While moving up the kitchen ranks, including a stint in the high-pressure role of the expeditor, Yankel stuck to his code, and after rising to sous chef, he had learned all he could. He found another challenge as the executive chef at a little restaurant in Boston, then became the executive chef of a restaurant group, running five different restaurants at once. “I spent the next two years putting out fires, 7 am to midnight, 7 days a week. I moved during that time, and barely had time to unpack. I lived out of boxes for a year.”
While managing those restaurants, Yankel found a new passion: Fighting and self-defense. In the afternoons between shifts, he would train Krav Maga, an Israeli style of fighting that focuses on real-world situations and extreme efficiency—a style that very much suited his life outlook. He earned his black belt and found himself wanting to train full time—in both Krav Maga and Muay Thai.
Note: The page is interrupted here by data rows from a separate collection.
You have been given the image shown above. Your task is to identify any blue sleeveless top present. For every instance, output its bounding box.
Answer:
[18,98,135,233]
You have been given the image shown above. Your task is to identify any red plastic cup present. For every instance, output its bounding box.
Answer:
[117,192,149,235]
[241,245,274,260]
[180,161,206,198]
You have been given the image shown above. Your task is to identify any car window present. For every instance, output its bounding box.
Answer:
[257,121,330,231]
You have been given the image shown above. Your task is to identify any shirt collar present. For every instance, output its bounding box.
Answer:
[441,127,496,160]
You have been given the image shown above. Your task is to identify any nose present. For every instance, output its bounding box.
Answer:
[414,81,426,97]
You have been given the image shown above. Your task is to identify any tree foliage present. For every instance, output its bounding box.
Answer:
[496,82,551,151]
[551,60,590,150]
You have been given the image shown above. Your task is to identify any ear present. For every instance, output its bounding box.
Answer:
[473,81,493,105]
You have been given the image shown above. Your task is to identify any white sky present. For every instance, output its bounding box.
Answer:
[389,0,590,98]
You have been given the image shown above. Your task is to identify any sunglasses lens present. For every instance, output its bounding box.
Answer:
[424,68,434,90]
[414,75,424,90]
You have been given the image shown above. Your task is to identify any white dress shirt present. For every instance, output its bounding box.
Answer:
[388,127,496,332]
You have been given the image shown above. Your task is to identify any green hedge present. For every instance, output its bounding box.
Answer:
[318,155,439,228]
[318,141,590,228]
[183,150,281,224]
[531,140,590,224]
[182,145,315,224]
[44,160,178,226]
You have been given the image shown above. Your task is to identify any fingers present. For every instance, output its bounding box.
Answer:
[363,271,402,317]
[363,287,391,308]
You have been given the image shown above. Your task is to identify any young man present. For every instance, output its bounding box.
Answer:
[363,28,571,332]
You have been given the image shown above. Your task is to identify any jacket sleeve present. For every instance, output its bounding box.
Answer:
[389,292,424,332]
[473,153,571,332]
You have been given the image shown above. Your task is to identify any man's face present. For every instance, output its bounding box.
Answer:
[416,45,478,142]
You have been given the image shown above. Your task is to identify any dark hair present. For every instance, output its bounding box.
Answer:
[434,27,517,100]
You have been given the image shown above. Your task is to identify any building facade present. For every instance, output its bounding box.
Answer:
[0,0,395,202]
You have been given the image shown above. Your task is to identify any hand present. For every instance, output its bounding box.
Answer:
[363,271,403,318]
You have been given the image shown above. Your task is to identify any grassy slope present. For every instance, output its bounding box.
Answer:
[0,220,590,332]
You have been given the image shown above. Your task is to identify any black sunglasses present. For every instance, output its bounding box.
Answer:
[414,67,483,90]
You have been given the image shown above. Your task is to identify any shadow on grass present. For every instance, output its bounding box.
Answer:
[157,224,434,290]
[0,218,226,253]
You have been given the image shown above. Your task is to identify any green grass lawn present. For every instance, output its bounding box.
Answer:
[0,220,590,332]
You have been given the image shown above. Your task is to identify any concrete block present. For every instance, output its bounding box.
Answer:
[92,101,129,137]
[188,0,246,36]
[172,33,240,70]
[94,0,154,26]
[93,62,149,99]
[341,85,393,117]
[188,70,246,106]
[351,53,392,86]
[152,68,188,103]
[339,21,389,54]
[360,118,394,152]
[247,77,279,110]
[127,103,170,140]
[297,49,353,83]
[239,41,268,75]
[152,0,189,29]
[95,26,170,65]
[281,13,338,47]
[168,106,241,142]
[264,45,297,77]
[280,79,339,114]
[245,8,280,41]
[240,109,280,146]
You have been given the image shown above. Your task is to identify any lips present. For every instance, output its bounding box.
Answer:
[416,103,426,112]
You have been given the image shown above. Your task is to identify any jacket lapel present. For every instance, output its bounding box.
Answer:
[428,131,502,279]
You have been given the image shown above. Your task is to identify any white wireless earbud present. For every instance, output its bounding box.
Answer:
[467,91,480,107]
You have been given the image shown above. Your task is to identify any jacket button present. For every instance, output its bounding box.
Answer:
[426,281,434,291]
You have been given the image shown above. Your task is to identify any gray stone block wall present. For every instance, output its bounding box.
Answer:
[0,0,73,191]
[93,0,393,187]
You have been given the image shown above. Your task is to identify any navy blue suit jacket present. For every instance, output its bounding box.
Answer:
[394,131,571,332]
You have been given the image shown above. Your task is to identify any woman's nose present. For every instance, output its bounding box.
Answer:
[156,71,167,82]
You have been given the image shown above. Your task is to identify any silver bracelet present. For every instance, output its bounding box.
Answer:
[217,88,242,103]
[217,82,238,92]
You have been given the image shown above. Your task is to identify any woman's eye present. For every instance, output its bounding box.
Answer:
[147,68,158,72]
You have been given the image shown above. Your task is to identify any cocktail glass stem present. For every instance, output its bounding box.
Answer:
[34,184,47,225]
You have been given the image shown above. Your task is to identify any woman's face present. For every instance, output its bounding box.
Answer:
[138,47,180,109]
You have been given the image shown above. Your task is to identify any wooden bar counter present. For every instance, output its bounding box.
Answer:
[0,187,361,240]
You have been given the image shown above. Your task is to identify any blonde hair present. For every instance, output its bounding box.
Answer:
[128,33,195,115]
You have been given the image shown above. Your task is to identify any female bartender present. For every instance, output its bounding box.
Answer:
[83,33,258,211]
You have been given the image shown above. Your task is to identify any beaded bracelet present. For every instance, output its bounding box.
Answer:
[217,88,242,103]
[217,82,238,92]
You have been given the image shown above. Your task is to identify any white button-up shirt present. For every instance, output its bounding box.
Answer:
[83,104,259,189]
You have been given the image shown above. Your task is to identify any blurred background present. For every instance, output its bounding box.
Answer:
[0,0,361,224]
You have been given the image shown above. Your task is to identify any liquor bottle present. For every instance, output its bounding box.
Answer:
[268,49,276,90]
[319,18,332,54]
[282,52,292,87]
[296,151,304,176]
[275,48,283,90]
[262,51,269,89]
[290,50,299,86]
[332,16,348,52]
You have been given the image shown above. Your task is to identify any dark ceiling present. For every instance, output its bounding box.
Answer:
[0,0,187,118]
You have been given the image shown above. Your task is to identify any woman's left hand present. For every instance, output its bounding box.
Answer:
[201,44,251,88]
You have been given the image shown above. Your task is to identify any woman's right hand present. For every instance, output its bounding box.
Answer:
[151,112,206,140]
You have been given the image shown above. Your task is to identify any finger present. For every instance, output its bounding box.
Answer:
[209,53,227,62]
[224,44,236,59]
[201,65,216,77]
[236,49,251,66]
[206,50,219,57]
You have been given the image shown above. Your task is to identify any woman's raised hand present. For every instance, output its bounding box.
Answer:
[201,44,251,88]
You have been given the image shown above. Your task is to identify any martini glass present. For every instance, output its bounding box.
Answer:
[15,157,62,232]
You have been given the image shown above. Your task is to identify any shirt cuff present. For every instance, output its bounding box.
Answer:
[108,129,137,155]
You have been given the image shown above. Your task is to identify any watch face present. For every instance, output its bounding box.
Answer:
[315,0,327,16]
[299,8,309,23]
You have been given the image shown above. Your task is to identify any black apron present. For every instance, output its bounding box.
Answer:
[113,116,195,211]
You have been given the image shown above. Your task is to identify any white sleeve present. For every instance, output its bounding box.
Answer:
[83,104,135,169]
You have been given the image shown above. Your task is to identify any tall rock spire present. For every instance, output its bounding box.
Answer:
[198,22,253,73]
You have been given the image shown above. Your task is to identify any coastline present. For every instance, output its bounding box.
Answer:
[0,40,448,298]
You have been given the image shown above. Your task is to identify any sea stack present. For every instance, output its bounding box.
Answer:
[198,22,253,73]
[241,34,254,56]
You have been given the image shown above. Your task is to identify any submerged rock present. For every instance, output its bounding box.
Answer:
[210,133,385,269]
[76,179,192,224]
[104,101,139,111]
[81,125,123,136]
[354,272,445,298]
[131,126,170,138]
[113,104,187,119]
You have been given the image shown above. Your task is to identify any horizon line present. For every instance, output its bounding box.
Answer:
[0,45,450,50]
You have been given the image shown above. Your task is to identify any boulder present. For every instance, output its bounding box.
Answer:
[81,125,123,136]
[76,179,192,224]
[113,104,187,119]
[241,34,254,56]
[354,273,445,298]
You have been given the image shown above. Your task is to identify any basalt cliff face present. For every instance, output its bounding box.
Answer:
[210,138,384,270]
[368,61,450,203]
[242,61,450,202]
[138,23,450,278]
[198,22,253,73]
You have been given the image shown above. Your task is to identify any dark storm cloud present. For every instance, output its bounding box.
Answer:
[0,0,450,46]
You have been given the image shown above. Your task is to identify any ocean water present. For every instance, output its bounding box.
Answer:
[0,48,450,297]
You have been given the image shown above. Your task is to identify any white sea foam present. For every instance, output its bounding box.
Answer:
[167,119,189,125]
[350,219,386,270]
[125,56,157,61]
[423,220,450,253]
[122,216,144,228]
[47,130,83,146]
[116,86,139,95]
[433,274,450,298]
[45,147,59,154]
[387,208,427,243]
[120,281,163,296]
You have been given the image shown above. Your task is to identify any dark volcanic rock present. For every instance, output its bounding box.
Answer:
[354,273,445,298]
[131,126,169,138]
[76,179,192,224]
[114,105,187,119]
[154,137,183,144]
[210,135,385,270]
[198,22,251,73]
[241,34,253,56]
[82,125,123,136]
He quit the restaurants. “I swore I’d never go back to food,” he says.
He stuck to that, for a while, at least. He became a real estate agent, he drove for Uber, and he taught martial arts and firearms safety. “I even bought a drum set on eBay and started taking lessons.”
Then he got a call from Mike Salguero, an old friend from college and the founder of a new startup called ButcherBox. He asked Yankel to do some food styling—which morphed into telling people about the product, describing what each cut is and the best cooking methods. This company was different, and appealing to him in a whole new way. “The attitude and the people involved early on was incredible. I found this amazing opportunity to be a part of something that was really…world-changing.”
As Head Chef, Yankel soon found himself in front of the camera—making videos for different recipes and preparation techniques. To help with his on-camera presence, he even took some courses at ImprovBoston. “The whole thing with Improv is trusting what is coming out of your mouth—as in nothing is bad, as long as you don’t force it. It’s the ‘yes, and’ mentality, it’s never ‘but’ or ‘no.’”
Again sticking to his code of constant learning, Yankel pivoted to play a larger role on the video team, eventually becoming the Director of Video Production. After going to a food industry conference, he realized the importance of storytelling through video. “Did you know that every time you buy a ButcherBox, you’re helping put kids through college for agriculture?” Shaking his head, Yankel says, “I left that conference, thinking, ‘How are we not telling these stories?’”
“We’re doing a lot more of that now.”
*****
The crew calls ‘Action,’ and Yankel’s back at it, running through the lobster recipe again with two boiled lobsters lounging on a display tray nearby.
At one point in his monologue, he looks up, as if surprised to see the camera crew. “Uh, you guys been there the whole time?” That earns him a chuckle, and then he gets right back to flipping the lobster tails as one camera zooms in for a close-up. He wipes a pesky splatter of sauce from the counter and then starts going through the script again. Everyone’s on the same page, making the whole production, and all that goes into it, look smooth and easy.
Once the dish is done and plated, he looks into the camera, right into the faces of the home chefs who will soon have the same amazing smells wafting in their own kitchens.
“I’m Yankel,” he says, lifting the lobster tails up, and smiling. “Go cook something!”